# crosstab

Cross-tabulation

## Syntax

``tbl = crosstab(x1,x2)``
``tbl = crosstab(x1,...,xn)``
``````[tbl,chi2,p] = crosstab(___)``````
``````[tbl,chi2,p,labels] = crosstab(___)``````

## Description

example

``tbl = crosstab(x1,x2)` returns a cross-tabulation, `tbl`, of two vectors of the same length, `x1` and `x2`.`

example

``tbl = crosstab(x1,...,xn)` returns a multi-dimensional cross-tabulation, `tbl`, of data for multiple input vectors, `x1`, `x2`, ..., `xn`.`

example

``````[tbl,chi2,p] = crosstab(___)``` also returns the chi-square statistic, `chi2`, and its p-value, `p`, for a test that `tbl` is independent in each dimension. You can use any of the previous syntaxes.```

example

``````[tbl,chi2,p,labels] = crosstab(___)``` also returns a cell array, `labels`, which contains one column of labels for each input argument, `x1` ... `xn`.```

## Examples

collapse all

Create two sample data vectors, containing three and four distinct values, respectively.

```x = [1 1 2 3 1]; y = [1 2 5 3 1];```

Cross-tabulate `x` and `y`.

`table = crosstab(x,y)`
```table = 3×4 2 1 0 0 0 0 0 1 0 0 1 0 ```

The rows in `table` correspond to the three distinct values in `x`, and the columns correspond to the four distinct values in `y`.

Generate two independent vectors, `x1` and `x2`, each containing 50 discrete uniform random numbers in the range `1:3`.

```rng default; % for reproducibility x1 = unidrnd(3,50,1); x2 = unidrnd(3,50,1);```

Cross-tabulate `x1` and `x2`.

`[table,chi2,p] = crosstab(x1,x2)`
```table = 3×3 1 6 7 5 5 2 11 7 6 ```
```chi2 = 7.5449 ```
```p = 0.1097 ```

The returned `p` value of `0.1097` indicates that, at the 5% significance level, `crosstab` fails to reject the null hypothesis that `table` is independent in each dimension.

Load the sample data, which contains measurements of large model cars during the years 1970-1982.

`load carbig`

Cross-tabulate the data of four-cylinder cars (`cyl4`) based on model year (`when`) and country of origin (`org`).

`[table,chi2,p,labels] = crosstab(cyl4,when,org);`

Use `labels` to determine the index location in `table` for the number of four-cylinder cars made in the USA during the late period of the data.

`labels`
```labels=3×3 cell array {'Other' } {'Early'} {'USA' } {'Four' } {'Mid' } {'Europe'} {0x0 double} {'Late' } {'Japan' } ```

The first column of `labels` corresponds to the data in `cyl4`, and indicates that row `2` of `table` contains data on cars with four cylinders. The second column of `labels` corresponds to the data in `when`, and indicates that column `3` of `table` contains data on cars made during the late period. The third column of `labels` corresponds to the data in `org`, and indicates that location `1` of the third dimension of `table` contains data on cars made in the USA.

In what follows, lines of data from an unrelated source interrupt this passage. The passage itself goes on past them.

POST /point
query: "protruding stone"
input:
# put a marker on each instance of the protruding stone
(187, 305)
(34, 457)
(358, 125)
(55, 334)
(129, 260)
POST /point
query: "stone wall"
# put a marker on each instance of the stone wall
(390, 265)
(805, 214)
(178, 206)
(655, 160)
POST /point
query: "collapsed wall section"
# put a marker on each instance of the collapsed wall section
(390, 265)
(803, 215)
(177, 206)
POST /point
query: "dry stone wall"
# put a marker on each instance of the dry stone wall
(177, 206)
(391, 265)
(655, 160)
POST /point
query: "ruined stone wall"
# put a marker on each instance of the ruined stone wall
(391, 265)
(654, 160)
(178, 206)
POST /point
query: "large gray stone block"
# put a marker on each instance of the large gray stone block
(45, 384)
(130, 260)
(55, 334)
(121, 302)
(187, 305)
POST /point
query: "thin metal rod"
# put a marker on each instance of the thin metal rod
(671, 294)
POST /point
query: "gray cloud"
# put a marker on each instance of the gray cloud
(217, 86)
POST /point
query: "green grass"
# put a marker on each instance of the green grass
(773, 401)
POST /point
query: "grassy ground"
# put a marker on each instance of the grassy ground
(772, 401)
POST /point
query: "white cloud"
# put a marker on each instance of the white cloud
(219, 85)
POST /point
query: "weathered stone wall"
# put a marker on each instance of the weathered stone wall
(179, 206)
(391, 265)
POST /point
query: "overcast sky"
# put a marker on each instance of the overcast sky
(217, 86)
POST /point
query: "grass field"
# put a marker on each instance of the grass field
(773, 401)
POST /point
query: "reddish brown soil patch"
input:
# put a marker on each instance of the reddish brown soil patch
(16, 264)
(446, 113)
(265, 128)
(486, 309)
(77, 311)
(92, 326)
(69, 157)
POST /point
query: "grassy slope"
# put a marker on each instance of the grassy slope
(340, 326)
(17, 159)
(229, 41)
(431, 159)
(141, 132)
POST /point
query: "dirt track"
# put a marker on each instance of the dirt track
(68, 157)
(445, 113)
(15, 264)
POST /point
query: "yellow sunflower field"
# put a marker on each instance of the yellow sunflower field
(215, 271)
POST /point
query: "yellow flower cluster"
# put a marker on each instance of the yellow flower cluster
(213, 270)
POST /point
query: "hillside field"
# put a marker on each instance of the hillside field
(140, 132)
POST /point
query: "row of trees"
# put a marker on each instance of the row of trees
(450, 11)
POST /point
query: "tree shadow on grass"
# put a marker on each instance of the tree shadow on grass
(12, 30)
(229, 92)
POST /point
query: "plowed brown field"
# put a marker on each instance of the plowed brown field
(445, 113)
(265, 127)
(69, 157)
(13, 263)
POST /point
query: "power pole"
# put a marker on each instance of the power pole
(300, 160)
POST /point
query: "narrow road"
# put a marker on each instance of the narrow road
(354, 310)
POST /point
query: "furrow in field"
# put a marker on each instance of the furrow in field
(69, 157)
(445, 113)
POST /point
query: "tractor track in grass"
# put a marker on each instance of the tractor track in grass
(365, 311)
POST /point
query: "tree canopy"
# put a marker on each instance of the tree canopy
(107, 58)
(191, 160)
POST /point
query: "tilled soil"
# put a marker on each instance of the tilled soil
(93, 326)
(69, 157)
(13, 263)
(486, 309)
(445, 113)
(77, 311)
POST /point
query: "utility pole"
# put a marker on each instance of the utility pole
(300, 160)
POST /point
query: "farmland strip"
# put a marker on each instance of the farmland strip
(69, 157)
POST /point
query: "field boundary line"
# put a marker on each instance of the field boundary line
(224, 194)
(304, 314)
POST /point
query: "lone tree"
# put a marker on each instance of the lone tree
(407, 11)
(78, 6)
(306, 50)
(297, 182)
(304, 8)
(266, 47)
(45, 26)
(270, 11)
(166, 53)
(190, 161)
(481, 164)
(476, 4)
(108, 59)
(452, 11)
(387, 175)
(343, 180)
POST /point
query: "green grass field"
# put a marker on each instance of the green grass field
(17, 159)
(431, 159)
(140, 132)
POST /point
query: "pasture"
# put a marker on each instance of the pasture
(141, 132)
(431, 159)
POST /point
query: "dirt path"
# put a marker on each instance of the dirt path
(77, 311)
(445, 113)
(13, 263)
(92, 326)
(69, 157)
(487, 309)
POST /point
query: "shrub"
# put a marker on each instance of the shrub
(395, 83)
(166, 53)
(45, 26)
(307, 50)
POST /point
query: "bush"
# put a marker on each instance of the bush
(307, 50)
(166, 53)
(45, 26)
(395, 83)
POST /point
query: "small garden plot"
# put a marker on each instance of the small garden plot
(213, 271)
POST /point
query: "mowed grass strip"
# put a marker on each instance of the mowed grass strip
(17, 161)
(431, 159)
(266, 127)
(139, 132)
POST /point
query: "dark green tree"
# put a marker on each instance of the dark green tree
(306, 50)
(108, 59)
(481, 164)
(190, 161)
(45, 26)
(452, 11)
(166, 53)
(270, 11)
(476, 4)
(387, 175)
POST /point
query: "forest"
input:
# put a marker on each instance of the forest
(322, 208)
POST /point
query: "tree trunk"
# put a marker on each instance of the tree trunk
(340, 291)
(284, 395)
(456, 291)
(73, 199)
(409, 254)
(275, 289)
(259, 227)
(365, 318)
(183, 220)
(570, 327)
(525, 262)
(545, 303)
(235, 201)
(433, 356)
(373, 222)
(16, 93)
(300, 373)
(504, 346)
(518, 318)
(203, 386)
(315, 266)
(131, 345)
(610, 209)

Therefore, `table(2,3,1)` contains the number of four-cylinder cars made in the USA during the late period.

`table(2,3,1)`
```ans = 38 ```

The data contains 38 four-cylinder cars made in the USA during the late period.

Create a contingency table from data, and visualize the table in a heatmap chart.

`load hospital`

The `hospital` dataset array contains data on 100 hospital patients, including last name, gender, age, weight, smoking status, and systolic and diastolic blood pressure measurements.

Convert the dataset array to a MATLAB® table.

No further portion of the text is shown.